In 2023, the ACN Baby Friendly Committee partnered with the ACN Newborn Clinic to launch monthly telehealth prenatal breastfeeding classes via MyChart. In 2024, the program expanded to two classes per month — one in English and one in Spanish. This ongoing project supports and reinforces the efforts of ACN West, NewYork-Presbyterian Morgan Stanley Children's Hospital, and NewYork-Presbyterian Allen Hospital in promoting and supporting a breastfeeding environment.
Improving APRN Orientation
A comprehensive orientation manual is instrumental for talent development, confidence building, ease into practice, and retention of employees. In 2024, we spearheaded the Advanced Practice Registered Nurse (APRN) Orientation Index to meet the needs of NewYork-Presbyterian's APRNs.

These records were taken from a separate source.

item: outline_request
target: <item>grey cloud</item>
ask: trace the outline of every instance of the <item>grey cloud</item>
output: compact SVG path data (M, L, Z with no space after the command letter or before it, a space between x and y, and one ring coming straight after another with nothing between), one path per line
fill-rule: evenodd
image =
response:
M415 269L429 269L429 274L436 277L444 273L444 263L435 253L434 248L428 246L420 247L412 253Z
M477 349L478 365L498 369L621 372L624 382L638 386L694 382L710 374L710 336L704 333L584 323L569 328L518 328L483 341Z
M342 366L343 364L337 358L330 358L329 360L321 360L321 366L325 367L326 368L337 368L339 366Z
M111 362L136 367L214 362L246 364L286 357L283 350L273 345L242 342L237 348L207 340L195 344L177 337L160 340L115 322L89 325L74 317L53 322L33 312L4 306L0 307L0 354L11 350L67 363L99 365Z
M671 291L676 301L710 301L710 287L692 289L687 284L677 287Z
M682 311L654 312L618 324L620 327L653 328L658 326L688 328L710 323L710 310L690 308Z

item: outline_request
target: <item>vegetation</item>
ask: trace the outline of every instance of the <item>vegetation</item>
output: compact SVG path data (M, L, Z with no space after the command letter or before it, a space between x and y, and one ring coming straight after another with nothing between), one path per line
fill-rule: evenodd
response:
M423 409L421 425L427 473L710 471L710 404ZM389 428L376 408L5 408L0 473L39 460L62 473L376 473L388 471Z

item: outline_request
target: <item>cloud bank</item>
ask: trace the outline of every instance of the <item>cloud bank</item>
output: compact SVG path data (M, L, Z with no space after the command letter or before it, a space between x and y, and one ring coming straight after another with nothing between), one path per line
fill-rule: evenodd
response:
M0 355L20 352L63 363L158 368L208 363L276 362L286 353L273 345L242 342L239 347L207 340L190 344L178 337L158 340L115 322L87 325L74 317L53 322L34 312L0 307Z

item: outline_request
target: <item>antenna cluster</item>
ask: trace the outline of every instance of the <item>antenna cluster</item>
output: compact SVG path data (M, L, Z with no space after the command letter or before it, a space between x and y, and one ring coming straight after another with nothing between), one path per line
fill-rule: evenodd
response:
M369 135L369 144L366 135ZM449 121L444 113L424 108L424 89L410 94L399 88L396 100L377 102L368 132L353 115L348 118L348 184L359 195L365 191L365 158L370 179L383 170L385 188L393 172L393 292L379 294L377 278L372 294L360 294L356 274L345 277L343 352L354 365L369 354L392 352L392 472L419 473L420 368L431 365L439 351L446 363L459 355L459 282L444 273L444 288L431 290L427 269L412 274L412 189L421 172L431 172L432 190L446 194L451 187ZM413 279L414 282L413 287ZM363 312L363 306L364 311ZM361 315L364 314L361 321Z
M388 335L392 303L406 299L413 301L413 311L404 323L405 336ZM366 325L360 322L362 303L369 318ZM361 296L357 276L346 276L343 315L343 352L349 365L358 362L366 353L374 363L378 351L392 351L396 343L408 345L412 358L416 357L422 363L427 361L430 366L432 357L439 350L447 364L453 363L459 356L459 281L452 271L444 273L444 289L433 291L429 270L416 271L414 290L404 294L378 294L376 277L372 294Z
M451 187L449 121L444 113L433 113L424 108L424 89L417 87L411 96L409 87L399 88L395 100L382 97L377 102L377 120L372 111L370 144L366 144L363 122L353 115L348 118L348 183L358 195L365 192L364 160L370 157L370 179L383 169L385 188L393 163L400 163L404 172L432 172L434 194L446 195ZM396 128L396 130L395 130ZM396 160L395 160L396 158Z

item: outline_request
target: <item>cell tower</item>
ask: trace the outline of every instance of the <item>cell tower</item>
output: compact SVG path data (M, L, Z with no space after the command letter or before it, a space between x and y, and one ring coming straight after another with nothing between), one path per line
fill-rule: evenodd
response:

Compiled through the collaboration of several key stakeholders, including APRNs, physicians, and Hospital leadership, the orientation index addressea requests for standardization in the communication provided to all onboarding APRNs, with the goal of improving their level of comfort during the transition to independent practice. The index sets a precedent for future endeavors, such as a formal mentorship program for ambulatory APRNs, which will further cement the commitment of leadership to support APRNs.
Nursing Recognition
NewYork-Presbyterian's nurses regularly receive professional awards in recognition of their commitment to their patients and the community.
- On World AIDS Day in 2024, Caroline Carnevale, FNP, MPH, received an award from the New York City Health Department for her contributions to addressing the HIV epidemic in this city. Ms. Carnevale has been instrumental in grant writing and expert practice at the Comprehensive Health Program clinic and beyond. She helped establish mobile vans for testing, counseling, and treatment of sexually transmitted infections in targeted neighborhoods with high rates of infection and a lack of treatment resources.
- In May 2024, Lucia Amendano, DNP, was recognized by the Nurse Practitioner Association of New York as the NP of the year. Dr. Amendano has exceptional skills in ambulatory and emergency care, occupational health, and telemedicine and works with the ACN West Clinical Telephone Triage Center. She makes presentations at national conferences, authors publications, volunteers in the community, and mentors APRNs.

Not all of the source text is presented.